I did not claim secondary moderns provided no education. I wrote "secondary moderns provid[ed] a limited, constraining education to the masses." which I stand by. My parents taught in all three parts of the tripartite system, and were strong campaigners for comprehensive education mostly because of what they saw as the evils of the secondary moderns. They themselves had benefitted from the grammar schools (first generation graduates in the 1950s), but didn't see that benefitting one at the expense of five was ethical.
Your argument about "ah, it didn't constrain everyone" is a variation of the golden ticket argument (which abouteve seems to support for education, but might feel less comfortable with similar arguments for health care): yes, a few people were able to make it to university as mature students, but in an era of earlier marriage and child bearing, the number of those that were women was small. The transfers at 13 were difficult in practice, owing to syllabus differences, and transfer in at 16 is hopeless when the secondary moderns mostly stopped at 15. My mother fought to do O Level teaching at a secondary modern, which was hard enough.
The problem with the tripartite system is that assumed a static society. It assumed that other than the designated elite (and, pace Xenia, isn't it a co-incidence that everyone's designated correct cut-off for university is that of their own teenage years, to make sure that they are part of the elite?) everyone else would go into a factory or office at 15 or 16 and stay there.

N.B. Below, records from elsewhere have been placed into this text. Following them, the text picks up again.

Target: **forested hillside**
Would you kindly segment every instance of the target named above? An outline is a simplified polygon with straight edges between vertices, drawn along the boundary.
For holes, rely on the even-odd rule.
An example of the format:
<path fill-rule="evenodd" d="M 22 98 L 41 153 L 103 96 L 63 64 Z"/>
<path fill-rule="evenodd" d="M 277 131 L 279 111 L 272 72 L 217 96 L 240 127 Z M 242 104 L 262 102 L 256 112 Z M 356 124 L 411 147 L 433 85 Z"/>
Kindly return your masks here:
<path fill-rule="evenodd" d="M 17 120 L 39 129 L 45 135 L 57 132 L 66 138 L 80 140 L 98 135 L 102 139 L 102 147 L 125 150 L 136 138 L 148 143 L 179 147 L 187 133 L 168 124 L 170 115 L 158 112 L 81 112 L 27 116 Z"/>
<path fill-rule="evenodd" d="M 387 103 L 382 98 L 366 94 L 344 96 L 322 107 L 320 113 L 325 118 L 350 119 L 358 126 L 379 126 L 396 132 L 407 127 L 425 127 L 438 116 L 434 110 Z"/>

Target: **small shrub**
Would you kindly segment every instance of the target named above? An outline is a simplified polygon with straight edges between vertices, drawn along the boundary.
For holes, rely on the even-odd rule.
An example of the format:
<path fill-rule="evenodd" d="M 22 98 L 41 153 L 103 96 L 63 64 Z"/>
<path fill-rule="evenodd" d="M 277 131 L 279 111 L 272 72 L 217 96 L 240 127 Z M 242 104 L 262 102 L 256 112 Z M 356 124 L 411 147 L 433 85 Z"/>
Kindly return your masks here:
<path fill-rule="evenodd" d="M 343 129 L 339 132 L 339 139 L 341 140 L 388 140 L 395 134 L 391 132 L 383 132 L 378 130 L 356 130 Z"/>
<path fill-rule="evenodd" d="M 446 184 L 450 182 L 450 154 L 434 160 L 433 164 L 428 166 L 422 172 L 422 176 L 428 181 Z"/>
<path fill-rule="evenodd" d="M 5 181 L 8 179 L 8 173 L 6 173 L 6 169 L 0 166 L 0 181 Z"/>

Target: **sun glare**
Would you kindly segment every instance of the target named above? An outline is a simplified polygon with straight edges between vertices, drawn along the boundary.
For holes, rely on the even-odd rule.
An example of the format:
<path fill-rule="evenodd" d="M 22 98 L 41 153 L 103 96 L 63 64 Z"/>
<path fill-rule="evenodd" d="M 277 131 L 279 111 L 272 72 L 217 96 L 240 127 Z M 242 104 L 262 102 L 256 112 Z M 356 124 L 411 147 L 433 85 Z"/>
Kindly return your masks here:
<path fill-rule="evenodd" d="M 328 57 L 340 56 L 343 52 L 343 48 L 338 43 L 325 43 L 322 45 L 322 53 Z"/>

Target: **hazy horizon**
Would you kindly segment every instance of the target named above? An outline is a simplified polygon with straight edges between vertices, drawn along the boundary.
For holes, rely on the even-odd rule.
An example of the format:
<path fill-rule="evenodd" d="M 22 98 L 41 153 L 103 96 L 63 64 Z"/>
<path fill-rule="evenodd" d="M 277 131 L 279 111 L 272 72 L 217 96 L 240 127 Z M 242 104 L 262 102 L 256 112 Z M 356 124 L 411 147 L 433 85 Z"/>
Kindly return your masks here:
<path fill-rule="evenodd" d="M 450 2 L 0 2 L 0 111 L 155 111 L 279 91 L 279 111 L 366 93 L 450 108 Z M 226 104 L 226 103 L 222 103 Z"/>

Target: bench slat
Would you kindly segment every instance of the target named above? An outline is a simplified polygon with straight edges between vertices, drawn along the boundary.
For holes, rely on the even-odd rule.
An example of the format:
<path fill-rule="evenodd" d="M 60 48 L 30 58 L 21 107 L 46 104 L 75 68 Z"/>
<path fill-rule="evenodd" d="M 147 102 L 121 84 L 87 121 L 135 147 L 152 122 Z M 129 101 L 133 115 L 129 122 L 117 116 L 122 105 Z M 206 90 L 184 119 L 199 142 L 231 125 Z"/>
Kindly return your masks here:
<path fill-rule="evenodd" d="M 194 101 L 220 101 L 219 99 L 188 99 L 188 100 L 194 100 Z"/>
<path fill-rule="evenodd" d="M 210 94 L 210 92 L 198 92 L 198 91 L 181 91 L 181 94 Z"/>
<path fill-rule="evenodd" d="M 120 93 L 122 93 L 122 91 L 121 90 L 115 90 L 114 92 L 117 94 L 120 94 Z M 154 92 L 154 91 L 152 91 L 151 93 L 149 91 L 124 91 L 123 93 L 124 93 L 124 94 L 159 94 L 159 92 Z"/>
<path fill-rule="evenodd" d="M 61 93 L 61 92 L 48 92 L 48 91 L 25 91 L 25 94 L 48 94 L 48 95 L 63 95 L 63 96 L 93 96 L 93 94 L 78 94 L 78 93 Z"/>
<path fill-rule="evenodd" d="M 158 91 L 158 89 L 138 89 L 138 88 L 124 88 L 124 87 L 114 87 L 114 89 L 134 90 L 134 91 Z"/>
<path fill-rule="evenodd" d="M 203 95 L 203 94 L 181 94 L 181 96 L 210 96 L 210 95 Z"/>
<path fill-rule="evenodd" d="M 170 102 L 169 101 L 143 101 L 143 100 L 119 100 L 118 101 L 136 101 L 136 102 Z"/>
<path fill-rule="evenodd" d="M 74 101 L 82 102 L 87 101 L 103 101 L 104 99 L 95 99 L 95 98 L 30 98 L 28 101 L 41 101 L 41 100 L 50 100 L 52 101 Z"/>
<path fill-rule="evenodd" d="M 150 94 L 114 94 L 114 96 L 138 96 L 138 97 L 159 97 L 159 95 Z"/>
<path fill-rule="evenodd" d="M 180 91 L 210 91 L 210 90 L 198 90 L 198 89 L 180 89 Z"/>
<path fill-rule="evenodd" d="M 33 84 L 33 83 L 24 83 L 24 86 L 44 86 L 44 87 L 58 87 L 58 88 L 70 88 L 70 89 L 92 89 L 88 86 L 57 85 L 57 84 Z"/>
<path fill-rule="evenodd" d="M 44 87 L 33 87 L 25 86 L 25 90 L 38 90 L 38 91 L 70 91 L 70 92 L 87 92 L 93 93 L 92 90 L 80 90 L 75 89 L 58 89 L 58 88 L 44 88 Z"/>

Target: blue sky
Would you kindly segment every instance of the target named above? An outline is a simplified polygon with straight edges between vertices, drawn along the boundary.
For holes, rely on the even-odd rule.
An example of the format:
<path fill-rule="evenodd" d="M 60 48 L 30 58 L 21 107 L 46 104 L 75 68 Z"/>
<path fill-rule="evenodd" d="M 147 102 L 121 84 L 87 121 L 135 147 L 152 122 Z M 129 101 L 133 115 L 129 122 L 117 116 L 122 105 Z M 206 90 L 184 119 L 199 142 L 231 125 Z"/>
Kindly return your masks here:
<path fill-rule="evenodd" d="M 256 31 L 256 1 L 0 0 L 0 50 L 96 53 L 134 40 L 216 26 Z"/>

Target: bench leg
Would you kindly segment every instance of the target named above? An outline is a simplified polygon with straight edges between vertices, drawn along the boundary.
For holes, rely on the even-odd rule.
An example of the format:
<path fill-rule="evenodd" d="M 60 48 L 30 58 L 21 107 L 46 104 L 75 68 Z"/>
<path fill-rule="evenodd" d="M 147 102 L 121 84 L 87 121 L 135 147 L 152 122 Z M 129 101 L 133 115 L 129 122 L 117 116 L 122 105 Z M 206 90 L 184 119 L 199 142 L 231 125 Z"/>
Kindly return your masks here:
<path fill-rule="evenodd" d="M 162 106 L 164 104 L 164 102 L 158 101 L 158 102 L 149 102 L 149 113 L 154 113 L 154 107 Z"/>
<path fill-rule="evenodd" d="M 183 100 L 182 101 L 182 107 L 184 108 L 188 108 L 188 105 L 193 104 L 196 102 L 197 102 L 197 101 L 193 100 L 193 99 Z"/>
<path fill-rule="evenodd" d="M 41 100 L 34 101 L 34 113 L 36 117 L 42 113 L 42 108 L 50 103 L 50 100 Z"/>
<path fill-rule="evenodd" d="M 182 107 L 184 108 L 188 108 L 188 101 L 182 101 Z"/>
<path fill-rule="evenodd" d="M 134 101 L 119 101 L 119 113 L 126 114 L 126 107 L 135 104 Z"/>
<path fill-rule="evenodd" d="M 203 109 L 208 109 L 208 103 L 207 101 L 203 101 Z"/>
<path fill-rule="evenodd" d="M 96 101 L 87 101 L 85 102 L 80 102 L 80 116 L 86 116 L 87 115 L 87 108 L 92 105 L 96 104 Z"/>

The elite were educated, so that they were flexible; the rest received training in typing and lathes. The problem is, that was still happening in comprehensives in the 70s and 80s, and means we have whole swathes of society that were simply not prepared for post-industrial economies.
I believe that knowledge is always better than ignorance, and education is always better than apathy. I don't feel the need to deny others education in order to make me feel better about my own, and I find the whole process of assuming either that education is only there because it's profitable (might not, for example, educated parents provide better support for their children's education, even if they themselves are not working?) or is a reward for passing some bar too Brave New World for my tastes.
Yes, there has been a reduction in some standards, particularly at A Level, but I'm not sure it matters. More people are being educated. Lives like that of my grandfather, blighted by having to work from an early age and thereafter a frustrated auto-didact, are now less common. Getting more people into education makes for a happier, more flexible society, and denying education to some to make it more valuable to others (the "too many graduates") argument strikes me as profoundly immoral.
But if people don't believe in the benefits of mass higher education, the question "how do you fund mass higher education?" makes no sense. So we talk past each other.
My father was told by a distinguished sugar chemist, in a department that had recently won a Nobel Prize and been at the heart of Tube Alloys, the British Atomic Bomb programme, that his undergraduate colleagues (this tirade was directed at one bench group of five people) were the worst year the university had ever seen. Standards were dropping because of the increase in numbers. Too many people were being admitted into the university, and there simply weren't enough bright people to benefit from it.
The year was 1955. University takeup was around 3%. Of the five people in question, two went on to become professors, one a very distinguished research chemist at ICI and the other two successful academic careers retiring as principal lecturers.
The sugar chemist had a building named after him at a London university. It's now a biology department (the Bourne Laboratory at Royal Holloway). Sic transit gloria mundi.